To solve the optimization problem described, we will use Gurobi, a powerful solver for linear and mixed-integer programming problems. The problem involves minimizing an objective function subject to several constraints, including bounds on the total usefulness ratings of various items and limitations on their quantities.

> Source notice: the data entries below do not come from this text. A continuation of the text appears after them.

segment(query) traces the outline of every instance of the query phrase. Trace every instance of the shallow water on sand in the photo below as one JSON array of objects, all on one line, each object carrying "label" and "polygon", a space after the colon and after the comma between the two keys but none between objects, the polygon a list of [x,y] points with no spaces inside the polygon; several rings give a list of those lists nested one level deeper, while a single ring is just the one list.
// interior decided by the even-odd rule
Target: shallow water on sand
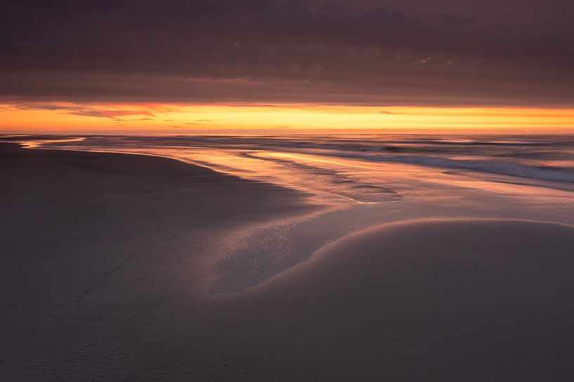
[{"label": "shallow water on sand", "polygon": [[296,189],[322,212],[226,232],[216,288],[233,293],[329,243],[390,221],[493,217],[574,224],[574,136],[450,134],[30,137],[30,147],[166,156]]}]

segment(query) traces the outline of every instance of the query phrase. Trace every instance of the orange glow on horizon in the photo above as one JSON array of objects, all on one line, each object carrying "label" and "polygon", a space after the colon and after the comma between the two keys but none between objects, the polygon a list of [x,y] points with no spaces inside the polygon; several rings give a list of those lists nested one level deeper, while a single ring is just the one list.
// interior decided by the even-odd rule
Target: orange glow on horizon
[{"label": "orange glow on horizon", "polygon": [[29,103],[0,105],[0,131],[205,130],[574,130],[574,109]]}]

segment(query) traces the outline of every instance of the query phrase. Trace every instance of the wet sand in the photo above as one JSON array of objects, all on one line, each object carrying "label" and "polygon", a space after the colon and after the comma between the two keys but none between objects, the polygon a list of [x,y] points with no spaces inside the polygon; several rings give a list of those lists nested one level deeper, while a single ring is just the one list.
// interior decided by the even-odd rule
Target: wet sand
[{"label": "wet sand", "polygon": [[417,220],[216,292],[304,195],[169,159],[0,149],[0,379],[570,381],[574,228]]}]

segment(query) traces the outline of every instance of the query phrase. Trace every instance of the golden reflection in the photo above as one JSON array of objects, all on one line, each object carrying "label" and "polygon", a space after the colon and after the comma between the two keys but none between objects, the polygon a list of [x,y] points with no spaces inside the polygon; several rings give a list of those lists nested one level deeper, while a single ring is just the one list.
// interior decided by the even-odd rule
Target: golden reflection
[{"label": "golden reflection", "polygon": [[51,102],[0,105],[0,130],[574,130],[574,109],[158,104]]}]

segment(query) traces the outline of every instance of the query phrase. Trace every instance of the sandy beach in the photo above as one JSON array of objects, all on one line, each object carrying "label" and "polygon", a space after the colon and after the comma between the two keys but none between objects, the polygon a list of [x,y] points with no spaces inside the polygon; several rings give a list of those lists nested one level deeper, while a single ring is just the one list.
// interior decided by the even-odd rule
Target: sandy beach
[{"label": "sandy beach", "polygon": [[226,289],[228,242],[330,206],[148,156],[6,144],[0,174],[2,381],[574,378],[570,225],[405,212],[277,269],[260,238]]}]

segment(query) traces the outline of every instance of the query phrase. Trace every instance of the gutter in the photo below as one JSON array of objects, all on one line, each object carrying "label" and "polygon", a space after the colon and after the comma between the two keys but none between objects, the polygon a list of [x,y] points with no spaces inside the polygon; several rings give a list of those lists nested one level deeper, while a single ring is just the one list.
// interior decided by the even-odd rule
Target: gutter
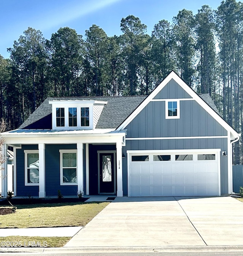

The objective function to minimize is: $9x_0 + 8x_1 + 6x_2$, where $x_0$ represents the quantity of cans of coffee, $x_1$ represents the quantity of rubber bands, and $x_2$ represents the quantity of headsets.

Given constraints:
- Usefulness ratings: 17 for cans of coffee, 16 for rubber bands, and 13 for headsets.
- Minimum total usefulness rating from cans of coffee plus rubber bands: 52.
- Minimum total usefulness rating from rubber bands plus headsets: 30.
- Minimum total combined usefulness rating from all items: 40 (specified twice but considered as one constraint).
- Constraint on the combination of cans of coffee and headsets: $6x_0 - 2x_2 \geq 0$.
- Maximum total usefulness rating from rubber bands plus headsets: 157.
- All quantities must be integers.

Here is how we translate these constraints into a Gurobi model:

```python
from gurobipy import *

# Create a model
m = Model("Optimization_Problem")

# Define variables
x0 = m.addVar(vtype=GRB.INTEGER, name="cans_of_coffee")
x1 = m.addVar(vtype=GRB.INTEGER, name="rubber_bands")
x2 = m.addVar(vtype=GRB.INTEGER, name="headsets")

# Objective function: Minimize 9*x0 + 8*x1 + 6*x2
m.setObjective(9*x0 + 8*x1 + 6*x2, GRB.MINIMIZE)

# Constraints
# Minimum total usefulness rating from cans of coffee plus rubber bands
m.addConstr(17*x0 + 16*x1 >= 52, name="usefulness_coffee_rubber")

# Minimum total usefulness rating from rubber bands plus headsets
m.addConstr(16*x1 + 13*x2 >= 30, name="usefulness_rubber_headsets")

# Minimum total combined usefulness rating from all items
m.addConstr(17*x0 + 16*x1 + 13*x2 >= 40, name="total_usefulness_min")

# Constraint on the combination of cans of coffee and headsets
m.addConstr(6*x0 - 2*x2 >= 0, name="coffee_headsets_constraint")

# Maximum total usefulness rating from rubber bands plus headsets
m.addConstr(16*x1 + 13*x2 <= 157, name="usefulness_rubber_headsets_max")

# Solve the model
m.optimize()

# Print solution
if m.status == GRB.OPTIMAL:
    print("Optimal solution found:")
    print(f"cans_of_coffee: {x0.x}")
    print(f"rubber_bands: {x1.x}")
    print(f"headsets: {x2.x}")
    print(f"Objective function value: {m.objVal}")
else:
    print("No optimal solution found")
```

This code defines the optimization problem using Gurobi's Python interface, sets up all the specified constraints, and solves for the minimum of the objective function. The results are then printed out, including the quantities of each item in the optimal solution and the value of the objective function at this solution.